Both collections were developed by M2, thus carrying the quality in emulation and extra features that M2 is known for. By what I can tell, emulation is perfect, so that all you’d need for that arcade experience is to plug it into an ultra-widescreen cabinet. Both collections feature two modes that you can play the games in: Normal or Trainer/Special; Console versions might be slightly easier, but if you haven’t played these kinds of games in a while, you’ll need to give it some practice regardless.

The available options are a nice touch; In both editions, you can adjust the screen in a few different ways to manipulate the size and appearance of the image (smoothing & scanlines available for the latter). You can also save progress and see where you stand on the worldwide leaderboards. You can also upload/download replay data, allowing you to watch some impressive runs among the top players. Don’t let that discourage you though – use it to better learn the game!

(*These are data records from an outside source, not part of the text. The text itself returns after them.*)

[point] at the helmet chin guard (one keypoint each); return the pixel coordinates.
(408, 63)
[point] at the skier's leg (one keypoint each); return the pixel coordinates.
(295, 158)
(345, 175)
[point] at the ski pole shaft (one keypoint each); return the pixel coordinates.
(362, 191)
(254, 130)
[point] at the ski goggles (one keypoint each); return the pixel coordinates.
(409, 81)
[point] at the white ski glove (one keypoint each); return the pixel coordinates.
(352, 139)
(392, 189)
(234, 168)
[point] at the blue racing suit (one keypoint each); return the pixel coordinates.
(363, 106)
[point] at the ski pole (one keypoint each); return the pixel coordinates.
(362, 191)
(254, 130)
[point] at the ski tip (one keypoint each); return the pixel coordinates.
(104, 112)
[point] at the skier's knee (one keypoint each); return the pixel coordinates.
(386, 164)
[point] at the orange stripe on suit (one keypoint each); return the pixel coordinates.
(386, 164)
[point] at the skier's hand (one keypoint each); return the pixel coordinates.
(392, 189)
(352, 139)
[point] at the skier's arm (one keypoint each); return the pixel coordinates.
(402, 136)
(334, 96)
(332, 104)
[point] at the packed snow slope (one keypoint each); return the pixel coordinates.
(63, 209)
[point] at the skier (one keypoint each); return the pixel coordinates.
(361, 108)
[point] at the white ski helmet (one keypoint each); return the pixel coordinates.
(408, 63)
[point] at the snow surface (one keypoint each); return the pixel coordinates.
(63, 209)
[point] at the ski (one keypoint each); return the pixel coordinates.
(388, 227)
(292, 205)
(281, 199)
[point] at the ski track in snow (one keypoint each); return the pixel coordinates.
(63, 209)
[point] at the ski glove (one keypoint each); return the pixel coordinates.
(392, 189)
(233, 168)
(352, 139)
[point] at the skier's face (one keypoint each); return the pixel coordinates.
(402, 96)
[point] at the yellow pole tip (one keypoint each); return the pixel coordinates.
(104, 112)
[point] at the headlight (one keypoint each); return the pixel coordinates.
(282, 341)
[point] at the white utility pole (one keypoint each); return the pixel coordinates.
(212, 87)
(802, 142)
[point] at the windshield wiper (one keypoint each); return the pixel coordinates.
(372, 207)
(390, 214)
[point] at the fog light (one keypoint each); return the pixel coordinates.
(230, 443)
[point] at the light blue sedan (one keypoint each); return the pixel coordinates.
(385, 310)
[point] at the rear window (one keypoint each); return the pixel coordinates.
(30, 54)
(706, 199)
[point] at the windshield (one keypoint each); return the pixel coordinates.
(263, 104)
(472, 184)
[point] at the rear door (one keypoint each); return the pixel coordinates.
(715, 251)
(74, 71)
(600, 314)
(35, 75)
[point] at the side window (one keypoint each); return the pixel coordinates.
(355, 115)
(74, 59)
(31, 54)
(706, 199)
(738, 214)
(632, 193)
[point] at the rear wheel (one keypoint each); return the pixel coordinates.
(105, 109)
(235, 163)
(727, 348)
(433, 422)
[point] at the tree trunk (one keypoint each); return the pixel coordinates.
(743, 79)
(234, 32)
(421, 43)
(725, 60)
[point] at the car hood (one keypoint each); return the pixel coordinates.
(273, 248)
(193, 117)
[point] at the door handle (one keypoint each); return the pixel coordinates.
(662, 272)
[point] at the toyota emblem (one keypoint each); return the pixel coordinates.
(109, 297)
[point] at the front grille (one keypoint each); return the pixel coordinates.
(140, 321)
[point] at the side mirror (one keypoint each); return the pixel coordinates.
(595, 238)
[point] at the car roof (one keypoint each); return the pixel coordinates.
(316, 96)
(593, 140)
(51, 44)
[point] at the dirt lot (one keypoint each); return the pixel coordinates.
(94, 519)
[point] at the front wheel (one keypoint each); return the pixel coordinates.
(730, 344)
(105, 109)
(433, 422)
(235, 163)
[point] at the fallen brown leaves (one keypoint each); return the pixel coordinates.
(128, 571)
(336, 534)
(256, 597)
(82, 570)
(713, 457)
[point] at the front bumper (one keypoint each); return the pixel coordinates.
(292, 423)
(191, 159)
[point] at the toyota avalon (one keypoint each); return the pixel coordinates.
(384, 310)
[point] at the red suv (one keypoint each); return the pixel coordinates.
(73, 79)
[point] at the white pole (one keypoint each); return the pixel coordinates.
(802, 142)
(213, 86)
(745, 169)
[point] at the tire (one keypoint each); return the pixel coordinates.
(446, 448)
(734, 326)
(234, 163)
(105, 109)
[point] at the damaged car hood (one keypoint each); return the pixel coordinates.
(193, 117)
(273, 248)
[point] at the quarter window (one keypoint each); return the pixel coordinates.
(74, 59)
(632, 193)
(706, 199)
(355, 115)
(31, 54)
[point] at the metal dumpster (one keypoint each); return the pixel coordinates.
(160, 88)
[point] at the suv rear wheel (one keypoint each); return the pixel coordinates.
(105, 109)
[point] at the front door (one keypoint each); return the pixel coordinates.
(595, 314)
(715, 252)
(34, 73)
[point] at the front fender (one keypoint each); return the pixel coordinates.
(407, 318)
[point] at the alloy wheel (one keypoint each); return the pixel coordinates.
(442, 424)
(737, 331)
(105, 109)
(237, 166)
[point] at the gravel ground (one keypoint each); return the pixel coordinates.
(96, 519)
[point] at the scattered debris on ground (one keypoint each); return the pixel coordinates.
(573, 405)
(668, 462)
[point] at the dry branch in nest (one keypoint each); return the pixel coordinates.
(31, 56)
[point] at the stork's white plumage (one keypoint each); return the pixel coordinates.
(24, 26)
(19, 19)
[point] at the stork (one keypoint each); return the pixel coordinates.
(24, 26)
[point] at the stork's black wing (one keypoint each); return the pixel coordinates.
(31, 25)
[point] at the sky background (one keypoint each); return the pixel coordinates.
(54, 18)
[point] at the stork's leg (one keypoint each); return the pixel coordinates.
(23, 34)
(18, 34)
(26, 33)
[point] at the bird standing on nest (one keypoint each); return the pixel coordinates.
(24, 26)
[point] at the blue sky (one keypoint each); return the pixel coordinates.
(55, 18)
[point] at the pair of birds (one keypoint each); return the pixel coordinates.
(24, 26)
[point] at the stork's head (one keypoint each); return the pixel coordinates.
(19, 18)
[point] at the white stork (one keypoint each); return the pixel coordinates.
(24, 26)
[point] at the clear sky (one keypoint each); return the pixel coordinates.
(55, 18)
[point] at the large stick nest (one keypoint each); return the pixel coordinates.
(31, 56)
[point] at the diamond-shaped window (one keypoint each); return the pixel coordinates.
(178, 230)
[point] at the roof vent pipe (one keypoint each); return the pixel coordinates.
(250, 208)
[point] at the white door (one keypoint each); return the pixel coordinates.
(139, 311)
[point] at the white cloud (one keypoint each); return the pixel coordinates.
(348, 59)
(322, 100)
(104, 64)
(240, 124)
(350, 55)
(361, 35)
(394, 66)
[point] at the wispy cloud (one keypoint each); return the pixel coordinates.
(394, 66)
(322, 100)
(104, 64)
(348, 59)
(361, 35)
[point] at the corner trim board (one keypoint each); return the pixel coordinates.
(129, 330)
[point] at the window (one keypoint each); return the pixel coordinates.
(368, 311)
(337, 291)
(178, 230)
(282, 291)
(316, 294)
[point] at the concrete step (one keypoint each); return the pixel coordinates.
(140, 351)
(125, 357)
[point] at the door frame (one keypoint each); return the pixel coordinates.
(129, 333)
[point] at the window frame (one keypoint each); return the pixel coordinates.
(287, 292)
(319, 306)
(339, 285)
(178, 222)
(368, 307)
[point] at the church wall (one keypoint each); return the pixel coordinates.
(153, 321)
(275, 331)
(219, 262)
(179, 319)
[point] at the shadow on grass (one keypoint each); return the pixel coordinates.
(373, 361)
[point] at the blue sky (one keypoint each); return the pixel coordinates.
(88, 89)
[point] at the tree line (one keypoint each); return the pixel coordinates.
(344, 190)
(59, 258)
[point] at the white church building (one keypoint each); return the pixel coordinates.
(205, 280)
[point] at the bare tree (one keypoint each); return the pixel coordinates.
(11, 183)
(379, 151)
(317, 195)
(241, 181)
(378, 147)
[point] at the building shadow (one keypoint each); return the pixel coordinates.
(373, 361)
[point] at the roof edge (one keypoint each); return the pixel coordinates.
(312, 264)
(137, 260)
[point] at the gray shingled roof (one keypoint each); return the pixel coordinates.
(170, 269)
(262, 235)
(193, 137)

I have been playing this on the Nintendo Switch, where the Arcade Collection makes occasional use of the HD Rumble feature. It is only used during the boss battles on the first two games, being oddly absent in Darius Gaiden. The effect is ok, but all it seems to do is constantly shake the controller like you are feeling he rumble of the boss in the vicinity. This seems to be a way to try and recreate the bass sound integrated into the arcade versions that would cause the entire cabinet to rumble, but that would occur for every bassy explosion. This is one place where they could have expanded on, but it’s not big deal.

Overall I’d give both the Arcade & Console Collections two thumbs up. Recommending it for Darius fans goes without saying, but it’s also worth it if you enjoy STGs in general, or if you are the type of gamer that seeks out challenges to hone your gaming skills.